Im November dieses Jahres jährt sich zum 140. Mal der Geburtstag eines der bedeutesten Persönlichkeiten der jüngsten Geschichte der Stadt Memel – des Unternehmers, Ingenieurs und Schiffbauers Paul Lindenau. Dem am 6. November 1882 in Wehlau geborenen Ostpreußen verdankt die Stadt eines ihrer Wahrzeichen, den Helling, auf dem Gelände der ehemaligen Lindenauwerft. Im Komplex mit den noch erhaltenen Gebäuden der Schmiede, der Rohrwerkstatt, der Maschinenhalle und der Boots- und Jachthalle ist sie das einzige Denkmal des industriellen Schiffbaus auf dem Gebiet des heutigen Litauens.

Lindenau gründete 1919, in unsicheren Zeiten, die Lindenauwerft auf dem linken Ufer der Dange. Hilfreich war bei diesem Entschluss sicherlich der erteilte Staatsauftrag über vier zu bauende Boote, die für den Lotsen-, Rettungs- und Zolleinsatz bestimmt waren. 

Schnell entwickelte sich der Betrieb zur modernsten Werft im Baltikum. Nicht nur, dass Holz- und Eisenschiffe gebaut wurden, Lindenau errichtete auch eine Gießerei, ein Elektrizitätswerk und eine Maschinenfabrik, in der in den 1920er Jahren auch Omnibusse hergestellt wurden. Aus der Vielzahl der gebauten Schiffe ragten neben dem Vollmetallschiff „Cattaro“ und den Umkehrfähren für die Verbindung zur Nehrung vor allem die „Helgoland“ heraus, ein für 2000 Passagiere ausgelegtes Schiff der Hapag Linie für den Seedienst Ostpreußen. Dieses Schiff war mit einem turboelektrischen Antrieb ausgerüstet, ein weit in die Zukunft weisender Schritt und absolutes Novum in dieser Zeit. 

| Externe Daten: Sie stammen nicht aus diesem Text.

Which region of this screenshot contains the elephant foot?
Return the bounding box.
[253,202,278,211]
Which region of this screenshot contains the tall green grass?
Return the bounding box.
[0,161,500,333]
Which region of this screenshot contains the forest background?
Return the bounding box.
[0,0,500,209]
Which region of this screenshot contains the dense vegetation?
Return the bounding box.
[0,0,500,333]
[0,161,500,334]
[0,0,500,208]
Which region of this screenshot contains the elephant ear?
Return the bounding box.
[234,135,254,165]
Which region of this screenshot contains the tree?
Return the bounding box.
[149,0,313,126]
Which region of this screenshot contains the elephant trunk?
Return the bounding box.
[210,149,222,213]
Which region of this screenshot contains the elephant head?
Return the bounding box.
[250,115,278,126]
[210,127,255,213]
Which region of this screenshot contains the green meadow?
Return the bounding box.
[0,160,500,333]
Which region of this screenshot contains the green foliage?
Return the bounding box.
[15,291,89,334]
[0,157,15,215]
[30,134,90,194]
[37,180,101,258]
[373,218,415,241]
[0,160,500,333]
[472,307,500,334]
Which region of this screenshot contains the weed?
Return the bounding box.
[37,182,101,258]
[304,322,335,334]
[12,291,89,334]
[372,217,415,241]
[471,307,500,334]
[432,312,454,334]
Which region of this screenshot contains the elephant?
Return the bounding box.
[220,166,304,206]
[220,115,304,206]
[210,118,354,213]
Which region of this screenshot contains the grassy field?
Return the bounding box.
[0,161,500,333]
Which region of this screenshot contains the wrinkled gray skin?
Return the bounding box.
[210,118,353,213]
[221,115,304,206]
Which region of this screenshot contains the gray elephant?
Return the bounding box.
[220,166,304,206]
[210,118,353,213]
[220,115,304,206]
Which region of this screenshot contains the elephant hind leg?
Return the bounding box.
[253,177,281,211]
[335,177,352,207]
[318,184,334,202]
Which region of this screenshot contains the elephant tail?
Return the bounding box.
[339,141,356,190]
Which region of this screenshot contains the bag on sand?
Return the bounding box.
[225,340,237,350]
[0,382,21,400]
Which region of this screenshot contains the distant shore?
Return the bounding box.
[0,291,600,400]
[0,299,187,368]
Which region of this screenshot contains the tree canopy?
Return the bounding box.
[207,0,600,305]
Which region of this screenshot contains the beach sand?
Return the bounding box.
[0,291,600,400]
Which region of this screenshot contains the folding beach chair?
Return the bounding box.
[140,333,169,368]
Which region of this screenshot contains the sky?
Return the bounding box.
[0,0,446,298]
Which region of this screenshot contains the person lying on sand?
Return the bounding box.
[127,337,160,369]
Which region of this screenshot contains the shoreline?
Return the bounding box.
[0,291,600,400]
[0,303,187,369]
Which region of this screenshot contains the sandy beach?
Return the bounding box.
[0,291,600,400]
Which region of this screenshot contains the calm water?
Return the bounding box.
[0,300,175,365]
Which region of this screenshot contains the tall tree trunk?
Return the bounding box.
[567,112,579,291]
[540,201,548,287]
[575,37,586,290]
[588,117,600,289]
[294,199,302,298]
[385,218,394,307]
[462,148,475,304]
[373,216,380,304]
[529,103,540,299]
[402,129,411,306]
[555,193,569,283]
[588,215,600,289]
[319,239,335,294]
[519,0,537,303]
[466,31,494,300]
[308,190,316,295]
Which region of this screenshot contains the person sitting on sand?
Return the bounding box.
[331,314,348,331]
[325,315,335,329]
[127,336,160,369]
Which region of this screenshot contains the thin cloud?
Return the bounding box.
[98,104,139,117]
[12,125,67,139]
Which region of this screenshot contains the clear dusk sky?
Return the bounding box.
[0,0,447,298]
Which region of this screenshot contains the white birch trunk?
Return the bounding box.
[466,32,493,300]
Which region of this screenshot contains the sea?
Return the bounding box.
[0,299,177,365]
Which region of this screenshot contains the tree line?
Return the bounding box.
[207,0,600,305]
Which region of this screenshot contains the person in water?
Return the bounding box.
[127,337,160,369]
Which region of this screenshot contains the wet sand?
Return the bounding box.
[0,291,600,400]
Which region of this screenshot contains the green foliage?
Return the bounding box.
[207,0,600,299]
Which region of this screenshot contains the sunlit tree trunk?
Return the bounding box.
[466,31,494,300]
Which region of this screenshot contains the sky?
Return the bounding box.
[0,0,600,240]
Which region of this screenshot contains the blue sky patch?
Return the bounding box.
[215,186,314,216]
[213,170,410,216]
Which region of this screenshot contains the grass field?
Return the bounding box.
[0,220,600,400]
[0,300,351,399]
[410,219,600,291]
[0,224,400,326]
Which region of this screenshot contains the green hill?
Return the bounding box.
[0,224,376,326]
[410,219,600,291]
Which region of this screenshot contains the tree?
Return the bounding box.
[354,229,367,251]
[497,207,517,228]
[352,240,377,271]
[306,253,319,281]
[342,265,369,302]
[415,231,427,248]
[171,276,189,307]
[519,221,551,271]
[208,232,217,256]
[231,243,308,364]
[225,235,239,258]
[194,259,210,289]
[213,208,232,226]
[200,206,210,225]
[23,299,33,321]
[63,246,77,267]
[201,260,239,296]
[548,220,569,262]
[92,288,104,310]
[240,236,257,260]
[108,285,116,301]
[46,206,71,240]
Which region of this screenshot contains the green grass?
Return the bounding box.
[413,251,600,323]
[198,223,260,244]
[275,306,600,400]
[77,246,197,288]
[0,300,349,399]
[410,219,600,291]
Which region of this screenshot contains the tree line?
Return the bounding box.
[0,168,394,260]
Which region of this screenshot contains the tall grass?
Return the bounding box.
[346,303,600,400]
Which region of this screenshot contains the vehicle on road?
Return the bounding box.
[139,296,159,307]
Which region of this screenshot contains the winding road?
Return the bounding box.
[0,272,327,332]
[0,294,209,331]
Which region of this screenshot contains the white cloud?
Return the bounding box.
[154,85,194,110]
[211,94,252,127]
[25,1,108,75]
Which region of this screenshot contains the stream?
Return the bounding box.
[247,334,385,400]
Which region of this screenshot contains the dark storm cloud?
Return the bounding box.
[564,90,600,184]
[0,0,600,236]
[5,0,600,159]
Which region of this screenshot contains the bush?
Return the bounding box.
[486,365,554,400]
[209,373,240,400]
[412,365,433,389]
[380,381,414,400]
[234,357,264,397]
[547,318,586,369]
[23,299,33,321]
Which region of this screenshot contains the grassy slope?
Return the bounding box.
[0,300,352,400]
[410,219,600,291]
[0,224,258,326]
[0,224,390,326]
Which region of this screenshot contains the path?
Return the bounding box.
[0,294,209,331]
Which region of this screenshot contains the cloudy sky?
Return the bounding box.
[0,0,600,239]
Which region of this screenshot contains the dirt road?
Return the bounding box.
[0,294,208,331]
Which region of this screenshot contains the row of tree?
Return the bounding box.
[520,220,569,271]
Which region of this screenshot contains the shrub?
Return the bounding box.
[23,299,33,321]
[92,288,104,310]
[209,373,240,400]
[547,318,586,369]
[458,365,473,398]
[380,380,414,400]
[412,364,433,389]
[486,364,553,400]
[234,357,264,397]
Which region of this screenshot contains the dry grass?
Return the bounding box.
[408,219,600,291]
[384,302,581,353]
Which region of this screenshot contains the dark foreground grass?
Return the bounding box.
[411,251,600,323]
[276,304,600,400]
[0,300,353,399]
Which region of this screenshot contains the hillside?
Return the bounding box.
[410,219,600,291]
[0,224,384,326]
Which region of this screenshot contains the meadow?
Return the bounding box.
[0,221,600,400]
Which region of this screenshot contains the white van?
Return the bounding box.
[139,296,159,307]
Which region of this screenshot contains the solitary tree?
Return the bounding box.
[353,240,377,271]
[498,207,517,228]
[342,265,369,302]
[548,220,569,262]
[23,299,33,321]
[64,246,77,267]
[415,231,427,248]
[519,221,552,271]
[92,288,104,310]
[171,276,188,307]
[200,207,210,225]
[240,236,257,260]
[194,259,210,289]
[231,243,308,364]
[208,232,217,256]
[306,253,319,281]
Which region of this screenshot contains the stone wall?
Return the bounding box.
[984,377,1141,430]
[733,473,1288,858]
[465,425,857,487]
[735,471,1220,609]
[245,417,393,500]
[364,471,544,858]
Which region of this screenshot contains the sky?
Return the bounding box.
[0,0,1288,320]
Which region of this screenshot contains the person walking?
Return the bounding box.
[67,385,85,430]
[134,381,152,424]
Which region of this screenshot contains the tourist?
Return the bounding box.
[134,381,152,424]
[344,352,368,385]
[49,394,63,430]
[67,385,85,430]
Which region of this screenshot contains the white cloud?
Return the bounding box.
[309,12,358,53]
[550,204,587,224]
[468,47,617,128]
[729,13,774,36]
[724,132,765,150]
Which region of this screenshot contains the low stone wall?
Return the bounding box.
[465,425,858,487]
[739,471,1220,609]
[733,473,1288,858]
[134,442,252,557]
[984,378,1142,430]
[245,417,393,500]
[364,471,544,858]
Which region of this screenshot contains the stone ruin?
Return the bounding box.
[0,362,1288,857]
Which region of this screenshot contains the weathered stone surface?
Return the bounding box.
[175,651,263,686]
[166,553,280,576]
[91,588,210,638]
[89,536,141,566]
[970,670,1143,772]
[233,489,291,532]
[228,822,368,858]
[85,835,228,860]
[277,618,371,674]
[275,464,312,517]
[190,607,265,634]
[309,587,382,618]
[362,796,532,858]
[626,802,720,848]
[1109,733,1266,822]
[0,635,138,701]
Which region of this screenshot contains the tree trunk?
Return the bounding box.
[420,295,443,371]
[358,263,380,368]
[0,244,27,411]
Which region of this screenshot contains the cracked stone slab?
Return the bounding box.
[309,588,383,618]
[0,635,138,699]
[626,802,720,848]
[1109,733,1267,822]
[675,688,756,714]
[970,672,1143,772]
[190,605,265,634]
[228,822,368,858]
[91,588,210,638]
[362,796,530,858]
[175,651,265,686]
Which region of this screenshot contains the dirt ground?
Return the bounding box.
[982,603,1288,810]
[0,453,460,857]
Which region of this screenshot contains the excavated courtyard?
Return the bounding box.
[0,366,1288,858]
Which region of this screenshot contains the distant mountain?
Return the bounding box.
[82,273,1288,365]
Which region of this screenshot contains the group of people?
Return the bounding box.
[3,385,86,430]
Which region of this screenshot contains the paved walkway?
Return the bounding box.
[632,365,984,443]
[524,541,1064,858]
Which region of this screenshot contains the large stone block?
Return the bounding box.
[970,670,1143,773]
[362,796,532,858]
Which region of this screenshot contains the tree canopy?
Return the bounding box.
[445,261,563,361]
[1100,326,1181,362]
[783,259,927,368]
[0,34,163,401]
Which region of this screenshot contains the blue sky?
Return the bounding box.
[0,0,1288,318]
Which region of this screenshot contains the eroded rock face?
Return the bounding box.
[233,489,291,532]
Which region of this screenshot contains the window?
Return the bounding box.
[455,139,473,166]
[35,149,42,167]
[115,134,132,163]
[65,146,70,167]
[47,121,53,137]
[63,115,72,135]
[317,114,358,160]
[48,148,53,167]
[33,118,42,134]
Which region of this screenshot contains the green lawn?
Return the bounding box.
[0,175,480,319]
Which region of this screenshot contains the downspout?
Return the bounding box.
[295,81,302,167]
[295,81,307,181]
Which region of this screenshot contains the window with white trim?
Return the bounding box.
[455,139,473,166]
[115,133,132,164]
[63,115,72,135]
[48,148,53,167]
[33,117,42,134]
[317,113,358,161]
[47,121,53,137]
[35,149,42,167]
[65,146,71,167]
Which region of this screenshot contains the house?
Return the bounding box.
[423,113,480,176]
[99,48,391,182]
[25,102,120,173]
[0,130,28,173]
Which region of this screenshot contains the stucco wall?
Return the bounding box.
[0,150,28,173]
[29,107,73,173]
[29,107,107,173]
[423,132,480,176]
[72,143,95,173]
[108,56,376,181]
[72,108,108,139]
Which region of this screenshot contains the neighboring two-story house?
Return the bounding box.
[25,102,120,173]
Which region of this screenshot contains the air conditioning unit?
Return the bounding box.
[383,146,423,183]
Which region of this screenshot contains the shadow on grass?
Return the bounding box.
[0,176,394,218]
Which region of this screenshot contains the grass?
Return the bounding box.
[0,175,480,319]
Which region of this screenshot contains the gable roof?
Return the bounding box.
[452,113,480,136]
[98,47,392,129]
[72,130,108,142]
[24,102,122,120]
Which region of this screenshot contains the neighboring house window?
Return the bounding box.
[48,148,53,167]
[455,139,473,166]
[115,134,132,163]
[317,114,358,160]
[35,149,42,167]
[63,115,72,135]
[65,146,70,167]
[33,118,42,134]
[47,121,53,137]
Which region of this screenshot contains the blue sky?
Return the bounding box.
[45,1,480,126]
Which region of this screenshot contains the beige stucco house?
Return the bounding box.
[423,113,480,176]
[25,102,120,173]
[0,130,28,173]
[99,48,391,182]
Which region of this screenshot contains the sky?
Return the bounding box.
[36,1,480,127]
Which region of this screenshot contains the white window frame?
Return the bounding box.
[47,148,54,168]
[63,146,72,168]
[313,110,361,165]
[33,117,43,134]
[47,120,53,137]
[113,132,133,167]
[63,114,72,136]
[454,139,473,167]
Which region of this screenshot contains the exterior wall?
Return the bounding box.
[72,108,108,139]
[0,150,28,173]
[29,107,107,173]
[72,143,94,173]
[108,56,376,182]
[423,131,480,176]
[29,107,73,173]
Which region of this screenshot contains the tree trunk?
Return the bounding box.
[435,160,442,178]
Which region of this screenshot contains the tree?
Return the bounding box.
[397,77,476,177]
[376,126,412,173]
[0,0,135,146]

Die Werft war, wie alle anderen Werften auch, im  Zweiten Weltkrieg beim Bau von Militärschiffen, vor allem Minenräumern, beteiligt. In welchem Maße dazu Zwangsarbeiter eingesetzt wurden, bleibt Gegenstand zukünftiger Forschung. Fakt ist jedoch, dass Lindenau mit einem genialen Schachzug die Rettung der Werft vor der anrückenden sowjetischen Armee gelang. Er ließ sein größtes Schwimmdock seefest machen und evakuierte mit diesem sowohl Maschinen und Ausrüstung als auch die verbliebenen Arbeiter mit ihren Familien nach Schleswig-Holstein. In Kiel existiert die Werft, wenn auch nicht mehr in Familienbesitz, als Teil der German Naval Yards Holding weiter. 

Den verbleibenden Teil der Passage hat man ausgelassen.